The FAQs specifically address Huawei’s placement on the Entity List and the application of the temporary general license (TGL) for U.S. exports to the Chinese telecommunications company.
However, most of the FAQs lack new information for compliance experts who have been dealing with the Huawei export controls since the spring.
“I didn’t expect to find anything in the FAQs that shed any new light on the Huawei Entity List issues,” said Doug Jacobson, a Washington, DC-based attorney who specializes in U.S. export controls. “Most of FAQs are fairly standard, and I’ve been dealing extensively with the issue for four months already.”
He also added that the temporary general license is “very limited in scope.”
Jacobson said some of BIS’ answers to the questions were incomplete. For example, the question, “Does de minimis apply to the Huawei Entity List Rule?” stated, “Unless authorized by the TGL or the savings clause in the Huawei Entity List Rules, a license is required to export, reexport or transfer (in-country) any item subject to the EAR (Export Administration Regulations) to Huawei or any of its listed affiliates. Items not subject to the EAR are not subject to the Entity List’s requirements.” The answer failed to mention that the de minimis level for China is 25%, he noted.
Paul DiVecchio, a 40-year export compliance consultant located in the Boston area, said, “I give the agency credit for supplying some information through the FAQs. However, as far as I’m concerned, there are more important questions that BIS hasn’t even touched.
“Is BIS soliciting exporters to submit license applications involving Huawei? Is the agency processing license applications? Is it finalizing determinations on these licensing applications?” he said. “No one seems to know quite exactly what to do.”
Jacobson said he has several Huawei-related export license applications for his clients still pending at BIS, with no indication from the agency that they’re being processed or that BIS has established a standard which licenses will be granted. It is estimated that more than 100 Huawei-related license applications are now pending at the agency.
“U.S. companies are frustrated by the lack of progress on this issue, particularly since BIS encouraged companies to submit license applications after the president’s statements at the G-7 Summit at the end of June,” he said.
On May 14, BIS added Huawei and 68 overseas affiliates to the Entity List for their alleged threat to U.S. national security and foreign policy. Three weeks ago, the agency added another 46 overseas affiliates of Huawei to the Entity List.
As part of their corporate compliance programs, U.S. exporters and their overseas affiliates must be aware of those entities on the Entity List to avoid running afoul of the Export Administration Regulations and being subject to substantial penalties.
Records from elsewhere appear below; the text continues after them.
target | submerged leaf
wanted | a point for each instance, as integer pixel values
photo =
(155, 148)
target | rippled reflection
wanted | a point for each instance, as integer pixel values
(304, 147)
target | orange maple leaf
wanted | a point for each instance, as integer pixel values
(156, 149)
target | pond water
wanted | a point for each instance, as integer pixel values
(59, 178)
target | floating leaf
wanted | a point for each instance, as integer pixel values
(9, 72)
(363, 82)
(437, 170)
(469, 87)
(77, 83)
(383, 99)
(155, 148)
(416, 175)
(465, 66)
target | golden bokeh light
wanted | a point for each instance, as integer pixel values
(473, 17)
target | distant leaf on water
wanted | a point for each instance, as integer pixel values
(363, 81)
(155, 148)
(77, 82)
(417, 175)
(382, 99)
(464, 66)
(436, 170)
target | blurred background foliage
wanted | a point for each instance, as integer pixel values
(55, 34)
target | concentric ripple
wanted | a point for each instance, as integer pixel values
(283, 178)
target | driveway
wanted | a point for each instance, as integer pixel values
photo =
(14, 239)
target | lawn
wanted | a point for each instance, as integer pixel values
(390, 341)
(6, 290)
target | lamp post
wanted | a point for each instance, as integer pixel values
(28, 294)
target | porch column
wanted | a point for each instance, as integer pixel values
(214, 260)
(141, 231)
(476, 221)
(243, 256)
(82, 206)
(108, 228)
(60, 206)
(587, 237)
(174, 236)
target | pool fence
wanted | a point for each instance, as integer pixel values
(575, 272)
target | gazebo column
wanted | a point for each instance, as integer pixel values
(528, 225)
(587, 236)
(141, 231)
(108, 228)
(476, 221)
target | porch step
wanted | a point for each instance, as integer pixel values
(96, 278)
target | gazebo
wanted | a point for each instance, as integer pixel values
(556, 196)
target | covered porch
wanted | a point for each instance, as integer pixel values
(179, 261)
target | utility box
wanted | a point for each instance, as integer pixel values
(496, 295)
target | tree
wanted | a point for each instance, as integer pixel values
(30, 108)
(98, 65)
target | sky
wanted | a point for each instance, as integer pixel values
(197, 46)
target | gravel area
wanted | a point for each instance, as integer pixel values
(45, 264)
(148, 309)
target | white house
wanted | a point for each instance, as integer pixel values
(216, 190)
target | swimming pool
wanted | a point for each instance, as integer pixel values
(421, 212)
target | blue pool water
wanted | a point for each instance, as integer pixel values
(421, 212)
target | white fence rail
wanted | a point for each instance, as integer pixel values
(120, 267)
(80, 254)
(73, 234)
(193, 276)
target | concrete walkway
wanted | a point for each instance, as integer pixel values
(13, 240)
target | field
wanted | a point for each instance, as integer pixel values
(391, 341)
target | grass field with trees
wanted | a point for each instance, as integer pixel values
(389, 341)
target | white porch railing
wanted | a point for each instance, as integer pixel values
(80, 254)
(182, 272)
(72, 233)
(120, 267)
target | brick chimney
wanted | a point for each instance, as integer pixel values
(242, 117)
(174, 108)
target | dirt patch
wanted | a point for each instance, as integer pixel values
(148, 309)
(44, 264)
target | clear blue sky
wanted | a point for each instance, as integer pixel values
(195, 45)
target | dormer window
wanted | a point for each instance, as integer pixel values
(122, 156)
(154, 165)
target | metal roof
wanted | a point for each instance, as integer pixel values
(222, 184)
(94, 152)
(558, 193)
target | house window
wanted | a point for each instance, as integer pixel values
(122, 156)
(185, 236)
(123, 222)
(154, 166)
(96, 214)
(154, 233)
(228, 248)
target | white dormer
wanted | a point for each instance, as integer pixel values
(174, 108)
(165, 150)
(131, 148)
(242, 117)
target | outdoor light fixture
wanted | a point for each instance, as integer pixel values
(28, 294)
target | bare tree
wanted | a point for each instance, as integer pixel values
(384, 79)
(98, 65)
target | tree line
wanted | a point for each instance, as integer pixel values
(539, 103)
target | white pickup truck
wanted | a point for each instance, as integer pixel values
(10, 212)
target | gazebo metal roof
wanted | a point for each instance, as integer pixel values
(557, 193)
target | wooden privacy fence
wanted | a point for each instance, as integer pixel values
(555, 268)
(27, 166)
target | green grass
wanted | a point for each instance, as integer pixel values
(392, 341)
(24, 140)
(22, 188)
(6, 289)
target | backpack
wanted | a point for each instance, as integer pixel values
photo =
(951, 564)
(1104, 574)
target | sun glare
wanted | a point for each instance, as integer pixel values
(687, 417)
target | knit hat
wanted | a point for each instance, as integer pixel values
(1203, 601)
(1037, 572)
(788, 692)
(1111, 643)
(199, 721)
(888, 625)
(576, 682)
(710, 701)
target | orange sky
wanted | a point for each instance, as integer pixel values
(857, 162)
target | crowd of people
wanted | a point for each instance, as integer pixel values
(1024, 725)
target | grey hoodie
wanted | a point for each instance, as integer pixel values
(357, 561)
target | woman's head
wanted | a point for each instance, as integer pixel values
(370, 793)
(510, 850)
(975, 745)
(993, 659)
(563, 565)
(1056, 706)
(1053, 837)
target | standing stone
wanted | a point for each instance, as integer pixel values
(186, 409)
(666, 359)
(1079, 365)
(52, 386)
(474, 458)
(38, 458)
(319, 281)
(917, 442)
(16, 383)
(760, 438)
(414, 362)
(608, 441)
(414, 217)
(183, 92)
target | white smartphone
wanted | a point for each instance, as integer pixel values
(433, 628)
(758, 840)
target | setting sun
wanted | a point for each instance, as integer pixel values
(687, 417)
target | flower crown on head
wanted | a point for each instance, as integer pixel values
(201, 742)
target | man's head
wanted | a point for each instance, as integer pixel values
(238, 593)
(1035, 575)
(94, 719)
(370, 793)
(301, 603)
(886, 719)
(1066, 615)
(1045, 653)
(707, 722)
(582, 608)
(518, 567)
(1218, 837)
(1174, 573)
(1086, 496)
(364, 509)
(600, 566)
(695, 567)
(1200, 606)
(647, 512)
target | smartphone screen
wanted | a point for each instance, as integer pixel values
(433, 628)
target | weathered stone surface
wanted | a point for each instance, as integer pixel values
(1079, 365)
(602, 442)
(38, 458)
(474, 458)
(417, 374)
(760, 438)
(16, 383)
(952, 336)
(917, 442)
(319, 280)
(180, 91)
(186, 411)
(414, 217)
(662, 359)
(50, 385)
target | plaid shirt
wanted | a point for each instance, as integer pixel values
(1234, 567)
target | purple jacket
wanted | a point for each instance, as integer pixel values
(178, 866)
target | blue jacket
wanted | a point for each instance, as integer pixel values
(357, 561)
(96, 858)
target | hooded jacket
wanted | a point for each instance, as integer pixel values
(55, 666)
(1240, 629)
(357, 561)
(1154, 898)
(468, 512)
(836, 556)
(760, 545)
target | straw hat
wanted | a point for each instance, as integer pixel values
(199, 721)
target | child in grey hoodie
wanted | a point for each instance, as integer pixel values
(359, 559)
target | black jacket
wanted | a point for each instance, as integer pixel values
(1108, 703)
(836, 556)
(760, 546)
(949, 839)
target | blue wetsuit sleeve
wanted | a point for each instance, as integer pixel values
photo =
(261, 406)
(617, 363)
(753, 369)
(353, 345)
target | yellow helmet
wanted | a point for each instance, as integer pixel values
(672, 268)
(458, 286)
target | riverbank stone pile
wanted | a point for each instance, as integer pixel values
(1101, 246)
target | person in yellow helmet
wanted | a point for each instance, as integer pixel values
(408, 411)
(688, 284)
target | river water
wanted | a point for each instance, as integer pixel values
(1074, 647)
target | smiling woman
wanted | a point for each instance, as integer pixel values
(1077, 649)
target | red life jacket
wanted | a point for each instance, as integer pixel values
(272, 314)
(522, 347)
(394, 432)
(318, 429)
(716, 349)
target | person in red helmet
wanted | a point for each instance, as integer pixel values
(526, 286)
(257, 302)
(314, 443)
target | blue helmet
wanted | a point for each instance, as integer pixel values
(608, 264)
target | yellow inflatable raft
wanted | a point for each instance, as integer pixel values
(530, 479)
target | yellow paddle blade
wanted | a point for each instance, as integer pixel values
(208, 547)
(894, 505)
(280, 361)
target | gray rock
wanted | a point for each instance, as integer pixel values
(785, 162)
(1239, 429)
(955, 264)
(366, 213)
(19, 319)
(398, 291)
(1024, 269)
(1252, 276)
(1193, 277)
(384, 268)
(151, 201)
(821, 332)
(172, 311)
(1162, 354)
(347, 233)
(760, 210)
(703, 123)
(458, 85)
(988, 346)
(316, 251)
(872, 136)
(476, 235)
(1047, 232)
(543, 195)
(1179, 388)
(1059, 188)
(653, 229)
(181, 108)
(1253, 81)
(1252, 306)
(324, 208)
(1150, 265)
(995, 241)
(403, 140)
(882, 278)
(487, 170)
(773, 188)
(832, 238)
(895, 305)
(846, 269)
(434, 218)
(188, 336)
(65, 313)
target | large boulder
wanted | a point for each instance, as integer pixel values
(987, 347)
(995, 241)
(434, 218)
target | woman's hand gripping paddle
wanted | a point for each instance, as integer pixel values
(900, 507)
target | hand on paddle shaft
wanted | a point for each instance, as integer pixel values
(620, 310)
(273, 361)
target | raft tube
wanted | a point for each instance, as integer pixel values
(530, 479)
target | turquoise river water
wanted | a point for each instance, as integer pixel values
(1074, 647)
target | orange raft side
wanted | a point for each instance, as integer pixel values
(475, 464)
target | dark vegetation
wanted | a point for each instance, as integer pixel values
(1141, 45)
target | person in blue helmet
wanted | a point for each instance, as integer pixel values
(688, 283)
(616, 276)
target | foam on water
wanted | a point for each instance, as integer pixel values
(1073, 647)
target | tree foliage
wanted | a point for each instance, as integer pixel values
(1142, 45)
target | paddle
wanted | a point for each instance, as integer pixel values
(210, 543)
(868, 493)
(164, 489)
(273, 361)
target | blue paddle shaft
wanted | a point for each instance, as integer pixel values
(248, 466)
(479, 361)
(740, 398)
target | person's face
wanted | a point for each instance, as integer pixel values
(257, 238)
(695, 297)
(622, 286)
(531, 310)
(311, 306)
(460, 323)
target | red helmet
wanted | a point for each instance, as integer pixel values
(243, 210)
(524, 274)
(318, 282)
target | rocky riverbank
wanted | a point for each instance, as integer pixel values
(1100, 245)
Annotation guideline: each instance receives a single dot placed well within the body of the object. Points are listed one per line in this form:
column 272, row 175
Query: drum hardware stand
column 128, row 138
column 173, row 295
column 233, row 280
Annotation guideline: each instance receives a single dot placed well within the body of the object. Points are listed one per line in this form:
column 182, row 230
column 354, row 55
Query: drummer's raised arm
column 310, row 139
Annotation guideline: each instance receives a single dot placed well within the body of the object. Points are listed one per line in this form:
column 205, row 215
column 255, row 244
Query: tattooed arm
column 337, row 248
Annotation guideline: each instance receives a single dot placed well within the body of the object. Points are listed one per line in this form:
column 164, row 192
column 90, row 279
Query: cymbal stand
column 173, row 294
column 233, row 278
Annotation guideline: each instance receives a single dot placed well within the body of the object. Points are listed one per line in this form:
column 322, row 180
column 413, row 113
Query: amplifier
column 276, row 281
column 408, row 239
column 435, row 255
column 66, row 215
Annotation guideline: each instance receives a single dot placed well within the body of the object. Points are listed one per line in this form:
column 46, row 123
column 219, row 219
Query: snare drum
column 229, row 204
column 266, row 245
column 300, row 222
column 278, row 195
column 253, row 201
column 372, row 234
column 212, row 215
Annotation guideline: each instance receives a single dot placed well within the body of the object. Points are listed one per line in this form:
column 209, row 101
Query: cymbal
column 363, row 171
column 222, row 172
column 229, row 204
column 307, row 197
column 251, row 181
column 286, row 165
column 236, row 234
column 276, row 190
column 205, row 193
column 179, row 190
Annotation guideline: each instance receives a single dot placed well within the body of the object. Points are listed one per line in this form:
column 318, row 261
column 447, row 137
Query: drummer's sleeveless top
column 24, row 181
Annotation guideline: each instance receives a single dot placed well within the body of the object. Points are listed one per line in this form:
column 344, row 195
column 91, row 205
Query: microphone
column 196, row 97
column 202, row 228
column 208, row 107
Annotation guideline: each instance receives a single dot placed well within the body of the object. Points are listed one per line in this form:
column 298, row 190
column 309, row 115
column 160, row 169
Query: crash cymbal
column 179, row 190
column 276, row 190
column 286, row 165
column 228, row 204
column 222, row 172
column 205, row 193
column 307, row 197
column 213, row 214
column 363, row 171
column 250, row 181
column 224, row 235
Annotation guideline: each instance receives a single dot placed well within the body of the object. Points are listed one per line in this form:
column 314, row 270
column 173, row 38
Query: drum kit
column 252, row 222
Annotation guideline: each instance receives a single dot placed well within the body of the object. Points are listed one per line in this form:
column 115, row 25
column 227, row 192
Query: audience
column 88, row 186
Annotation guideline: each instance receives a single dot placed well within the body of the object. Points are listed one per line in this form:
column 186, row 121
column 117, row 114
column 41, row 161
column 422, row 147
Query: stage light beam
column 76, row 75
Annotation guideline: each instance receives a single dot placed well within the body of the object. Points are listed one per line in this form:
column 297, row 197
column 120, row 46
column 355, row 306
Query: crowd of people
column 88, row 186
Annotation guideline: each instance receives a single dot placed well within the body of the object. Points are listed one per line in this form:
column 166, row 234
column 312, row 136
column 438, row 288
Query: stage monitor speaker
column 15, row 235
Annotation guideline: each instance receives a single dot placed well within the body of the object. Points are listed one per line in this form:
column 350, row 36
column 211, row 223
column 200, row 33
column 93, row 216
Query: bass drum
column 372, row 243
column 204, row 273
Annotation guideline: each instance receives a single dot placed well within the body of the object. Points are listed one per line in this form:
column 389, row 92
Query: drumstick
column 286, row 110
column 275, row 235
However, the Entity List does not preclude a U.S. company or organization from doing business with a listed entity per se. It simply imposes additional license requirements and limits the availability to most license exceptions for exports, reexports and transfers to listed entities. The practical reality is that a license application must overcome the presumption of denial, which is a significant hurdle, Jacobson said.
On May 20, BIS established a 90-day temporary general license, which it has subsequently extended another 90 days, to allow U.S. exporters who meet certain regulatory conditions to continue conducting business with Huawei and its overseas affiliates on the Entity List.
“Authorized transactions” include the continued operation of existing networks and equipment, support to handsets acquired before Huawei’s placement on the Entity List, cybersecurity research and vulnerability disclosure, and “engagement as necessary for development of 5G standards by a duly recognized standards body.”
BIS said the temporary general license does not relieve companies from other U.S. export control obligations related to China under the EAR.